If I were to venture up to Bailey and Beech Mountain downhill parks in North Carolina, would I be able to use my non-downhill bike if it was just for a few days? I don't intend on being a speed freak on them, but I am curious to see what the DH parks have to offer.

Thank you in advance for any responses.


----------



## Terp (Jul 25, 2013)

DH bike, no. Full suspension, yes. If it's a quick day trip for you then maybe it's worth a few lift service runs on a green run to get your toes wet. But even a blue run will probably result in a lot of walking around stuff on your bike...or breaking it A waste imo. If this is a bigger trip for you just rent a bike for the park.

Can a human ride a 26 hardtail in a bike park? Sure but you'll be missing out on the reason for going in the first place which is to just smash and fly through everything. A dh bike will be a ton more fun and you wont need to worry about breaking it.


----------



## Ernest72 (Oct 19, 2015)

Get a full suspension. An AM bike will work. But a DH rig will be more fun.


----------



## dansMTB (Aug 12, 2004)

If you go to Beech, rent a bike. You'll have much more fun. Lots of braking bumps and chatter there. In my opinion, a HT would be no fun.


----------



## SHIVER ME TIMBERS (Jan 12, 2004)

I rode with Lance Canfield last year in Whistler....he blew a shock out and went and changed bikes to a 29er hardtail....I thought our crew would be able to keep up....but he slayed the trails and crew....

that being said....he is an advanced rider. ...if it was me in your shoes...I would give it a try with your bike....if you feel you are getting bounced around too much or a little out of control...then rent a bike...

BUT....do your self a favor and rent a dh bike...you will have a way more fun....you will love the difference


----------



## Miker J (Nov 4, 2003)

Rent a DH bike.

The cost will be offset by not needing to replace the brake pads on your HT.


----------



## GoingNowhere (Oct 15, 2014)

I've ridden my hardtails on downhill trails before I bought a DH bike and I'll tell ya it's generally not as much fun on most real downhill trails. I'd just rent a DH bike.


----------



## marc927 (May 18, 2012)

I live close to both of these places and would tell you the same thing. Rent a DH bike. I don't consider myself a DH rider and don't own a DH bike, but I have ridden Beech on my 29er Hardtail with 140mm fork and Bailey Mtn on my 650b 150mm travel full suspension bike this past weekend (for the first time). I had a great time at both places, but I definitely held back on my riding. I cooked my newish brake pads at Beech after about 12 runs and haven't checked my brakes yet after this past ride, but I imagine they will need to be changed soon as well. Bailey is STEEP and I actually don't think they will let you ride a hardtail there unless the owners know you. Both places rent and next time I will definitely rent a DH bike. There a TON of other great places to ride your hardtail though. Check out Bent Creek, Dupont, Rocky Knob Bike Park (Boone), and Kolo Bike Park for trail riding.


----------



## Marc Peternell (Feb 14, 2015)

Thank you very much everyone. Your answers addressed my question very well! I appreciate it.


----------



## Jayem (Jul 16, 2005)

The question is always: do you want to be fighting the bike down the run the entire time, or do you want to be enjoying the ride? The less optimal the bike is, the more you'll be fighting it, and bikes downhill gain speed FAST, much faster than one might think on their local trails that have ups and downs, the speed just keeps adding up on a true DH run. You can wipe out a set of pads in one day of hard riding, as said above, not to mention pinch flats and rims, etc. 

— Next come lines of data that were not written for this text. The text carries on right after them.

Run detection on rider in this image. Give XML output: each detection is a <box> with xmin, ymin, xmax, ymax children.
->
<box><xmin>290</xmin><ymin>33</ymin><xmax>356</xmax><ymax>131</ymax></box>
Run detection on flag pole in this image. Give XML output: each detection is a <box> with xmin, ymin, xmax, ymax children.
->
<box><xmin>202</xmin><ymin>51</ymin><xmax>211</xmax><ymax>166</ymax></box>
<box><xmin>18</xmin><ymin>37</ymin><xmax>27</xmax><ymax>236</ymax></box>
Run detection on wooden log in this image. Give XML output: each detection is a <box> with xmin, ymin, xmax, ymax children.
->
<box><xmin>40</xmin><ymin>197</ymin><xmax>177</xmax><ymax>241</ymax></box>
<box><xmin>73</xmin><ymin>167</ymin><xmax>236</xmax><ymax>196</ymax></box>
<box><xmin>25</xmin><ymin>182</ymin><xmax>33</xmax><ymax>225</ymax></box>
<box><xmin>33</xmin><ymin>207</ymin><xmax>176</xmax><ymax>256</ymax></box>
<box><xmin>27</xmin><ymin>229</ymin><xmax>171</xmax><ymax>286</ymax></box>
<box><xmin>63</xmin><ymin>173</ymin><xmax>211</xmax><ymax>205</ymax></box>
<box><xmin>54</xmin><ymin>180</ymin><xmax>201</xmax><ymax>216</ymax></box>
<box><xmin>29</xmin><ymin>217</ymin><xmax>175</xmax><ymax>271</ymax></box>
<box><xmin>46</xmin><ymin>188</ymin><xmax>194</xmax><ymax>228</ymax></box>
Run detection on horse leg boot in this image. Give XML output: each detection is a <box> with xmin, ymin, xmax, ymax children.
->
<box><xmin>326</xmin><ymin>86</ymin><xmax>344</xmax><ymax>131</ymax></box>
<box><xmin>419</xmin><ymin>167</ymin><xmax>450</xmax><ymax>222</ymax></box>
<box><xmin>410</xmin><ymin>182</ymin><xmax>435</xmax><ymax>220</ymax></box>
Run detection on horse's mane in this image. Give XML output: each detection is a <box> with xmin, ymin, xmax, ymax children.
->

Now, that said, the negative is that often the bikes you rent at the resorts are set up like crap, in that they have NO alternate springs to set up the fork or rear suspension, so you could be a 140lb guy on a 600lb spring that is totally inappropriate. The suspension on the lower-end stuff they rent is usually of a nature that gets more harsh the faster you go. This gets even more ridiculous when renting a "demo" bike, as they don't do **** to set it up for you, unlike how they set up skis and other "demo" equipment. At a minimum, all DH rental bikes should be set up with shocks like Vivid Airs and air-spring Fox 40s or Boxxers. At least then they could set up the equipment somewhat to your weight. To counter this, I usually try to rent the best equipment or go to an alternate rental place near the mountain, which often-times you can find. I will usually rent, but the DH bike rental also has a ways to go in terms of customer service and setting the bike up for you in a way that won't be dangerous. 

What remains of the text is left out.